Everyone's film and television ended, and the squid game killed crazy! What subtitles to want, AI dubbing 5 seconds to generate

Edit: Good sleepy little salted fish

An era, after all, has come to an end.

On November 22, the Shanghai Third Intermediate People's Court conducted a public trial of the infringement case of the "Renren Film and Television Subtitle Group" and rendered a first-instance judgment in court.

Defendant Liang Yongping was sentenced to three years and six months' imprisonment and fined RMB1.5 million for copyright infringement.

The illegal gains shall be recovered, and the personal property seized for the purpose of committing the crime shall be confiscated.

Everyone's film and television ended, and the squid game killed crazy! What subtitles to want, AI dubbing 5 seconds to generate

Some time ago, the Korean dystopian drama "Squid Game" can be described as quite popular, with 142 million plays in the first month of online, dominating 90 countries and regions.

Netflix also offers subtitles and dubbing in up to 13 languages.

However, Korean-American comedian Youngmi Mayer found the official subtitles of "The Squid Game" too outrageous and completely unsatisfactory.

For example, when an actress uses Korean to mean "what to see," Netflix's English subtitles translate to "go away."

With the rise of streaming media such as Netflix, there are also more and more non-English-language works such as "Squid Games".

However, there is a shortage of talent in the subtitling and dubbing industry, especially in small languages.

Again, if you want to bring it to the Spanish market, you usually export the English version of the subtitle, but then translate it into French on this basis.

That is to say, the quality of subtitles in some languages depends entirely on the Translation of English, and this conversion process will inevitably lose a lot of information details.

According to statistics, the dubbed version of "Squid Game" has more viewers than the subtitle version.

To this end, whether it is a streaming giant like Netflix or some small localization service providers, they are exploring whether ai technology can replace human translation.

So, can AI work or not?

It starts with what Deepfake Voice is.

Copying or cloning a person's voice, a commonly used technique called Deepfake Voice, also known as speech cloning or synthesizing speech, aims to generate a person's voice using AI.

At present, the technology has been developed to the point where the human voice can be reproduced very precisely in tone and similarity.

Sound cloning is a process in which people use computers to generate the voice of a real individual and use artificial intelligence (AI) to create a clone of a specific, unique sound.

To clone someone's voice, there must be training data lost to the AI model.
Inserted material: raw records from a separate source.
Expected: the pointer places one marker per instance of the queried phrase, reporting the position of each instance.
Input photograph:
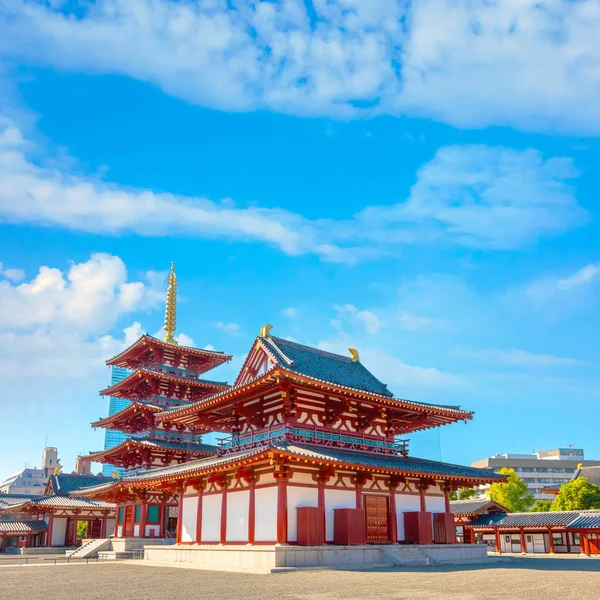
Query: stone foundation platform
(274, 558)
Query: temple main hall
(312, 452)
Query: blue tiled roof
(65, 484)
(383, 461)
(469, 507)
(169, 445)
(7, 500)
(589, 520)
(536, 519)
(324, 365)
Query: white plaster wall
(302, 478)
(265, 519)
(435, 504)
(59, 531)
(110, 527)
(238, 504)
(336, 499)
(189, 518)
(211, 518)
(152, 530)
(266, 478)
(405, 503)
(299, 496)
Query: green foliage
(81, 529)
(466, 493)
(513, 495)
(462, 494)
(542, 506)
(578, 494)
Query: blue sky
(416, 180)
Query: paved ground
(518, 578)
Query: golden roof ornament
(171, 307)
(265, 330)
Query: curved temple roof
(129, 358)
(350, 459)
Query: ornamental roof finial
(265, 330)
(171, 307)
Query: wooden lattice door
(128, 528)
(377, 515)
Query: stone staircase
(407, 556)
(90, 549)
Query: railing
(313, 436)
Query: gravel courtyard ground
(518, 578)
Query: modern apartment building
(113, 438)
(539, 469)
(31, 481)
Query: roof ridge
(312, 349)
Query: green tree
(514, 494)
(542, 506)
(81, 529)
(462, 494)
(578, 494)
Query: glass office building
(114, 438)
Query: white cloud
(181, 338)
(474, 196)
(560, 291)
(12, 274)
(402, 379)
(367, 318)
(482, 196)
(518, 357)
(584, 275)
(230, 328)
(53, 327)
(530, 64)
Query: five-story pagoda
(164, 375)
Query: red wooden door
(128, 527)
(377, 516)
(94, 529)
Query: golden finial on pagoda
(265, 330)
(171, 307)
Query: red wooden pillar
(321, 496)
(550, 540)
(224, 514)
(585, 543)
(73, 536)
(199, 514)
(423, 504)
(143, 518)
(49, 532)
(359, 489)
(282, 510)
(162, 519)
(180, 514)
(251, 512)
(393, 516)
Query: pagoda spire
(171, 307)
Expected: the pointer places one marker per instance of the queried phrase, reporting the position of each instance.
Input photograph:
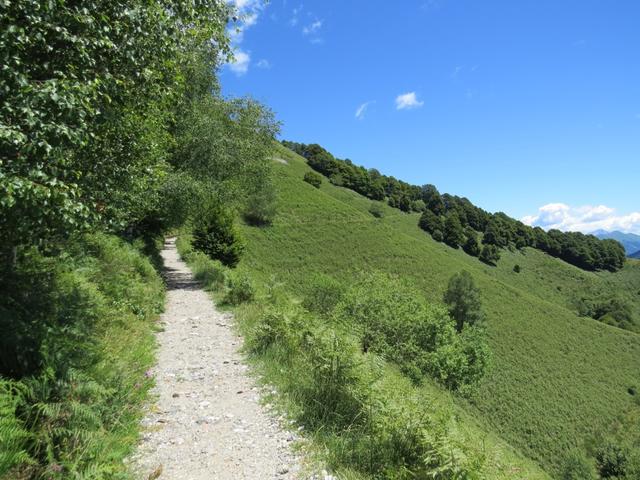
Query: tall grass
(557, 379)
(365, 419)
(70, 403)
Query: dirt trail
(207, 423)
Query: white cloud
(248, 12)
(240, 63)
(294, 17)
(583, 219)
(312, 27)
(408, 101)
(362, 110)
(264, 63)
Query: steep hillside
(557, 378)
(630, 241)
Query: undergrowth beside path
(365, 419)
(77, 341)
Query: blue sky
(528, 107)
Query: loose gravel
(207, 422)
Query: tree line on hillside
(457, 222)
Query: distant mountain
(630, 241)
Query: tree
(430, 222)
(432, 199)
(214, 233)
(313, 179)
(490, 254)
(84, 132)
(471, 245)
(453, 233)
(495, 234)
(463, 299)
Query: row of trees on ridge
(458, 222)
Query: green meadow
(557, 380)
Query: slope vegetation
(557, 379)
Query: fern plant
(13, 436)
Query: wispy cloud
(295, 14)
(240, 63)
(312, 27)
(362, 110)
(247, 12)
(264, 63)
(407, 101)
(585, 219)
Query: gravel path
(207, 423)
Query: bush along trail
(207, 422)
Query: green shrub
(376, 209)
(84, 324)
(394, 321)
(261, 207)
(312, 178)
(14, 437)
(215, 234)
(240, 289)
(323, 294)
(211, 273)
(330, 394)
(613, 459)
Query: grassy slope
(557, 378)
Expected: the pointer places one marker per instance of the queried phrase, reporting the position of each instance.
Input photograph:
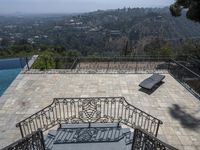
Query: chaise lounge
(152, 81)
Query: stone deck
(172, 103)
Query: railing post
(27, 63)
(20, 128)
(157, 128)
(42, 139)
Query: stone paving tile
(172, 103)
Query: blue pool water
(9, 69)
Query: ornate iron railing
(134, 64)
(33, 141)
(89, 110)
(144, 141)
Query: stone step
(75, 136)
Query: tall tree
(191, 6)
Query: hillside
(112, 32)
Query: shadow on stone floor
(149, 92)
(186, 119)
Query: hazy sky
(71, 6)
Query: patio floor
(173, 104)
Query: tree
(192, 6)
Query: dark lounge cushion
(150, 82)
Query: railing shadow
(187, 120)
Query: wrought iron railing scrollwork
(144, 141)
(89, 110)
(33, 141)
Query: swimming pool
(9, 69)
This data usually records examples of what the target person is saying.

Artificial intelligence can use this data to render a real sound, such as generating a piece of speech with anything you can type in text, a process called text-to-speech.

In previous text-to-speech (TTS) systems, training data was a key component that controlled the generation of speech output. In other words, the sound you hear should be the voice given in the dataset.

But now, with the introduction of the latest AI technology, using some features of the target sound, such as speech waveforms, can also be analyzed and extracted in more depth.

Synthetic sound is a term commonly referred to as Deepfake Voice, and synthetic sound is often used interchangeably with sound clones.

But in simple terms, synthesized speech is computer-generated speech, also known as speech synthesis, which is generally achieved through artificial intelligence (AI) and deep learning.

There are two main ways to synthesize sound: text-to-speech (TTS) and speech-to-speech (STS).

Text-to-speech (TTS) has been described above, and TTS software has been used to help visually impaired people read digital texts, as well as in other applications such as voice assistants.

Speech-to-speech (STS) is not about using text, but about using one piece of speech to modify the characteristics of its voice to create another piece of synthesized speech that sounds very realistic.

Speech synthesis in the past did not produce sounds that were fake and real. But with the development of technology, this has changed.

Traditional speech synthesis typically uses two basic techniques. These two techniques are splicing synthesis and formant synthesis.

Stitching synthesis takes the form of stitching short samples of recorded sound together to form a chain called a unit. These units are then used to generate user-defined sound patterns.

The technique of formant synthesis is most commonly used to replicate the sounds people make with vowels.

The downside of these methods is that from time to time they generate sounds that people can't make. But the advent of deep learning and artificial intelligence has taken TTS technology to new heights.

Often referred to as neural text-to-speech, AI text-to-speech utilizes neural networks and machine learning techniques to synthesize speech output from text.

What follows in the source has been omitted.